Her challenge with pacing was obvious in the 2013 Regional Event 4, known to many as the 100s: 100 reps of wall-ball shots, chest-to-bar pull-ups, pistols and 50-lb. dumbbell snatches for time. Like fresh kindling, she flared quickly and fizzled fast, losing an early lead and tying for 12th.
 
“I did the wall balls way too fast, and I was dead for the (chest-to-bar) pull-ups,” she said. “I had no legs after.”
 
Still, a top-five finish in the region showed she could hold her own against the best of the Central East. 
 
“It gave me confidence that I am better than I think,” Broadbent said. “My biggest goal was to hang with Lindsey Smith and Michelle Kinney because they’d been to the Games, and I tied Lindsey, so that was an accomplishment.” 
 
Learning to Pace
 
Broadbent’s programming, done by coach Toby Jurging, is designed to teach her effective pacing and recovery.
 
“We entered this year’s training with a plan,” Jurging said. “The biggest thing is teaching her, or forcing her, to learn gears.
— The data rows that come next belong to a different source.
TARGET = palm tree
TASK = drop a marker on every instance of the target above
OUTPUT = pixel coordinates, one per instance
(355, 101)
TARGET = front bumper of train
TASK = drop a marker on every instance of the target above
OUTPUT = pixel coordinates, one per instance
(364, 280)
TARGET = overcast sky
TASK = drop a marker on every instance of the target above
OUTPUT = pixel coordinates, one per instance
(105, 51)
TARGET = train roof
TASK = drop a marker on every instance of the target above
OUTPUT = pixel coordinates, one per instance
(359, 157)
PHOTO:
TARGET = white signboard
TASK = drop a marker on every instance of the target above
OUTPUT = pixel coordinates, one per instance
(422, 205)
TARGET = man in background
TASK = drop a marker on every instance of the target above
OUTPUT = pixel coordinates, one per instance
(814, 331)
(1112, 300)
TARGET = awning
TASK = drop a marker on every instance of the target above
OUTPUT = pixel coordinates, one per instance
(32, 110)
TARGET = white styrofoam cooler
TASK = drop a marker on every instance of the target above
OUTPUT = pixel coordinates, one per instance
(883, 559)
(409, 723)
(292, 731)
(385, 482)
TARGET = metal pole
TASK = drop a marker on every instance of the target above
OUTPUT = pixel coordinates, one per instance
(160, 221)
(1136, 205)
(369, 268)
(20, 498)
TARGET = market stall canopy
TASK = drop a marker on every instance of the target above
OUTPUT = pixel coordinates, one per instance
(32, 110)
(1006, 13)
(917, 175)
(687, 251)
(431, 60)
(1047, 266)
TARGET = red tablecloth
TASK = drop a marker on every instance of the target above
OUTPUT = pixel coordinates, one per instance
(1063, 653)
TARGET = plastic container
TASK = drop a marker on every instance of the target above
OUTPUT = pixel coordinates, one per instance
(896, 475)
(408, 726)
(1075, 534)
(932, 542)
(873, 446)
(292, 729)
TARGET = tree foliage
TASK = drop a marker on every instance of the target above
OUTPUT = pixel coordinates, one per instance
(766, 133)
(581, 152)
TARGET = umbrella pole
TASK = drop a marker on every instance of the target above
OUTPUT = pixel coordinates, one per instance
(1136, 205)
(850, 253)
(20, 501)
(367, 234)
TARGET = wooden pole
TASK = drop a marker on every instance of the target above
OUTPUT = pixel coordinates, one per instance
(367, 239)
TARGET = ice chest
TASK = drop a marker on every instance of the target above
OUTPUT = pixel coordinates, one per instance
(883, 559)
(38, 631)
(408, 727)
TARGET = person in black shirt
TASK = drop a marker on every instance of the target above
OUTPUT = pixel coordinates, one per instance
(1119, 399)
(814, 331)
We give her an effort percentage to work at, then expect her to hit it. Each training session has a dose goal. We know what the outcome should be; (there’s) no randomness.”
 
Over the summer, Broadbent would often perform three rounds of a given workout, rest for five minutes, and then redo the workout shooting for the same time. A month later, she would do the same workout, but only be given two minutes rest between attempts. She repeated that the following month and was given no rest between efforts. She would need to pace the workout so the times were the same or close. No running into the wall and dying out.
 
“It’s definitely really different training than what I was doing before,” she said.
 
The training has helped her handle the workouts that don't fall in her favor. She competed at a local competition in January where she faced an event with a lot of running and rowing. 
 
“Before (it) would have made me cry. Now, I (was) excited for it, to see how I improved,” Broadbent said. 
 
Learning how to pace and compete on her own has helped her get better in competition. 
 
“I think I’m definitely more mature,” she said. “I used to be completely mental, and I would just break down if a workout was going badly. Now, if I’m slowing down, I tell myself it will be OK, just breathe. I have a better outlook.”
 
It has also helped her deal with her new fame—the good and the bad. 
 
“I like who I am and what I do,” she said. “I’m motivated by girls who are bigger and stronger than me.”
 
She isn’t worried about the new requirement for Regional qualifiers to submit video of the Open workouts.
 
“I really like the change,” she said. “It doesn’t make me nervous, because I am honest about everything. I just have to find people to video me now.” 
 
Jurging said this new fame has not affected her attitude.
 
“The one thing I love about her is that she is still Jewels,” he said. “No crazy video posts, (she) just does her thing, works hard and has fun. She is just Jewels.”